Milind’s presentation concentrated on results of muon-neutrino to electron-neutrino conversions. Minos is a “Main-Injecor Neutrino Oscillation Search”. It is a long-baseline experiment: the beam from the Main injector, Fermilab’s high-intensity source of protons feeding the Tevatron accelerator, can be sent from Batavia (IL) 735km away to the Soudan mine in Minnesota. There are actually two detectors, a near and a far detector: this is the unique feature of MINOS. The spectra collected at the two sites are compared to measure muon neutrino disappearance and appearance. The near detector is 1km away from the target.

The beam is a horn-focused muon-neutrino one.
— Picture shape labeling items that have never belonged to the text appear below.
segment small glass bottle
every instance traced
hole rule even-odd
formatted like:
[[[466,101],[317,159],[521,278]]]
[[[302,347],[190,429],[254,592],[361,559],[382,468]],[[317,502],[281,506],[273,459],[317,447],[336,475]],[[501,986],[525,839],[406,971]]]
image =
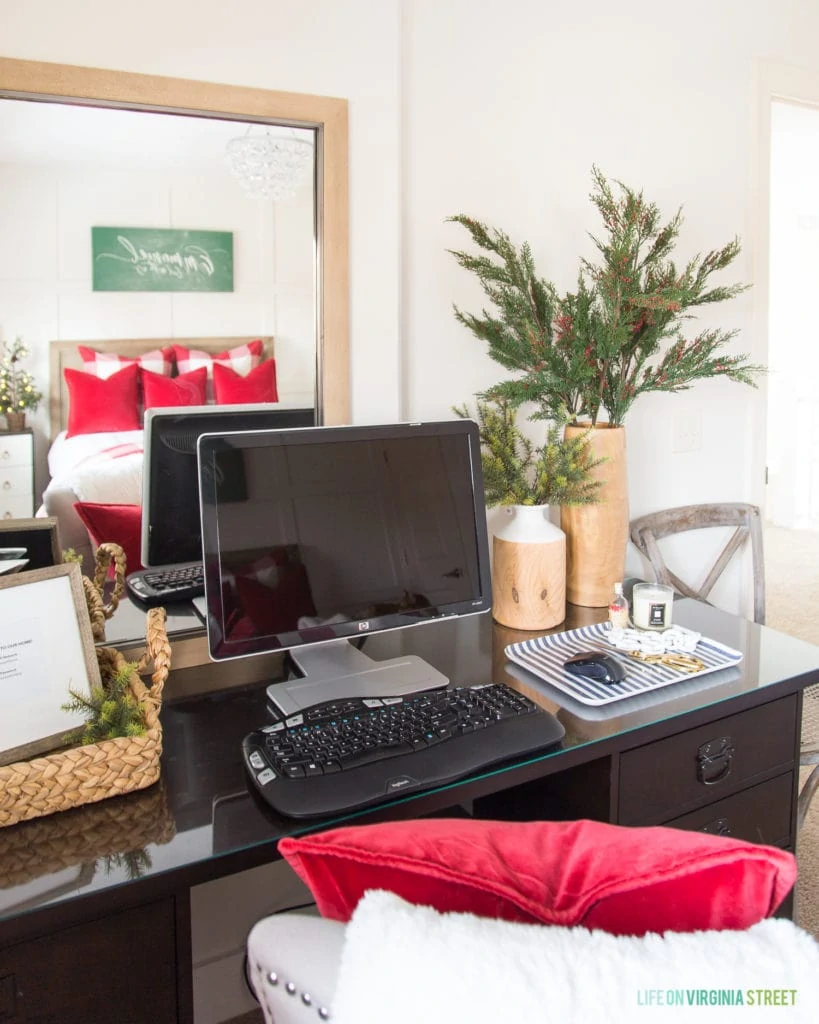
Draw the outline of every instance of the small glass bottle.
[[[622,584],[614,584],[614,596],[608,605],[608,621],[614,629],[627,629],[629,626],[629,602],[622,593]]]

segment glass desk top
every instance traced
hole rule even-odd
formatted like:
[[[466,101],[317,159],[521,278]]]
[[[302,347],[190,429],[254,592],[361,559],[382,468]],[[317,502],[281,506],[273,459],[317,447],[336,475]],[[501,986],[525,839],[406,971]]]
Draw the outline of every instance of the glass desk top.
[[[604,608],[570,608],[562,628],[600,622],[605,615]],[[819,647],[691,600],[675,603],[675,622],[741,651],[742,660],[604,708],[576,703],[511,666],[505,647],[536,634],[499,626],[488,614],[368,638],[367,652],[375,658],[416,653],[456,683],[508,682],[555,714],[566,735],[559,746],[512,767],[495,766],[466,782],[332,819],[279,818],[251,794],[240,744],[266,719],[264,683],[167,702],[160,782],[141,793],[0,828],[0,921],[135,880],[191,869],[203,881],[231,873],[235,868],[219,861],[252,848],[258,848],[259,862],[274,859],[275,842],[283,836],[452,807],[476,780],[487,780],[485,792],[504,788],[504,773],[520,765],[537,765],[549,774],[561,770],[561,759],[567,764],[574,755],[576,763],[578,754],[592,760],[622,749],[628,745],[623,737],[635,730],[738,697],[748,706],[764,702],[761,691],[769,687],[778,696],[819,682]],[[725,714],[733,711],[728,707]]]

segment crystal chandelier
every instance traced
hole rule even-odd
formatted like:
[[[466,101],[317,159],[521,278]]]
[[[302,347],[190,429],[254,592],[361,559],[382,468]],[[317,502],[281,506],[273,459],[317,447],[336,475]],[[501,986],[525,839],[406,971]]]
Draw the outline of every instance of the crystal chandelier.
[[[310,176],[313,146],[291,135],[265,131],[251,135],[251,129],[225,146],[224,159],[230,173],[250,199],[292,199]]]

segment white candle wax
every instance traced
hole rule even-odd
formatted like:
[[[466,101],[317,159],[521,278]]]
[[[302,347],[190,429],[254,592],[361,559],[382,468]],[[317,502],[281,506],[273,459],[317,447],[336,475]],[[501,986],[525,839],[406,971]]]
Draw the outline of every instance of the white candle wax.
[[[662,584],[639,583],[632,597],[632,616],[639,630],[664,630],[672,624],[674,590]]]

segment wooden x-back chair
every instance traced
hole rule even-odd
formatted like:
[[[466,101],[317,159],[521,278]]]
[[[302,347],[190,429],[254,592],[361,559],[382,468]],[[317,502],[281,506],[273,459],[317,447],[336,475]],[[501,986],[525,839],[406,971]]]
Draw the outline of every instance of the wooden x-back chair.
[[[657,542],[663,537],[709,526],[733,526],[734,531],[705,577],[704,583],[696,589],[671,571]],[[674,587],[683,597],[695,597],[701,601],[707,601],[708,594],[728,563],[749,541],[753,569],[753,621],[761,626],[765,625],[762,516],[756,505],[724,502],[716,505],[683,505],[676,509],[664,509],[634,519],[631,523],[631,536],[635,547],[651,563],[657,583]],[[803,768],[811,767],[812,771],[800,793],[796,811],[798,828],[802,827],[811,800],[819,788],[819,744],[805,744],[802,748],[800,764]]]
[[[712,526],[733,527],[733,534],[699,588],[686,583],[665,564],[658,541],[663,537]],[[753,569],[753,622],[765,623],[765,562],[763,558],[762,517],[756,505],[723,502],[715,505],[683,505],[663,509],[634,519],[632,542],[651,563],[657,583],[674,587],[682,597],[707,601],[715,584],[734,555],[749,541]]]

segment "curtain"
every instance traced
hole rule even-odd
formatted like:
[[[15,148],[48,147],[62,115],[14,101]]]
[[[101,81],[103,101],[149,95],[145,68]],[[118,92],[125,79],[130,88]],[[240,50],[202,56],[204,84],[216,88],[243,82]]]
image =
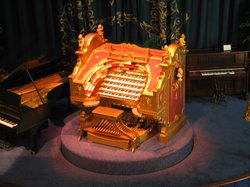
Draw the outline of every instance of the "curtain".
[[[95,32],[98,24],[113,43],[140,45],[157,37],[169,43],[179,38],[187,20],[176,0],[69,0],[60,17],[62,49],[64,54],[72,51],[78,34]]]
[[[189,48],[242,46],[240,24],[250,11],[248,0],[187,0],[180,5],[190,17],[184,25]]]
[[[62,0],[0,1],[0,69],[13,70],[33,58],[61,55]]]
Horns are parabolic-shaped magnets. 120 GeV protons originate pions, which are focused by these structures; negative ones are defocused, and the beam contains predominantly muon neutrinos from the decay of these pions. The accelerator provides 10-microsecond pulses every 2.2 seconds, with 3.3 \times 10^{13} protons per pulse. 95% of the resulting neutrino flux is \nu_\mu, 4% are \bar \nu_\mu.

Besides the presence of two detectors in line, another unique feature of the Fermilab beam is the possibility to move the target in and out, shifting the spectrum of neutrinos that come out, because the focal point of the horns changes. Two positions of the target are used, corresponding to two beam configurations. In the high-energy configuration one can get a beam centered at an energy of 8 GeV or so, while the low-energy configuration is centered at 3 GeV. Most of the time Minos runs with the 3 GeV beam.

Detectors are a kiloton-worth of steel and scintillator planes in the near detector, and 5.4-kT in the far detector. Scintillator strips are 1 cm thick, 4.1 cm wide, and their Moliere radius is of 3.7cm. A 1-GeV muon crosses 27 planes. The iron in the detectors is magnetized with a 1 Tesla magnetic field.

Minos event topologies include CC-like and NC-like events. A charged-current (CC) event gives a muon plus hadrons: a long charged track from the muon, which is easy to find. A neutral current (NC) event will make a splash and it is diffuse, since all one sees is the signal from the disgregation of the target nucleus; an electron CC event will leave a dense, short shower, with a typical electromagnetic shower profile. The three processes giving rise to the observed signatures are described by the Feynman diagrams below.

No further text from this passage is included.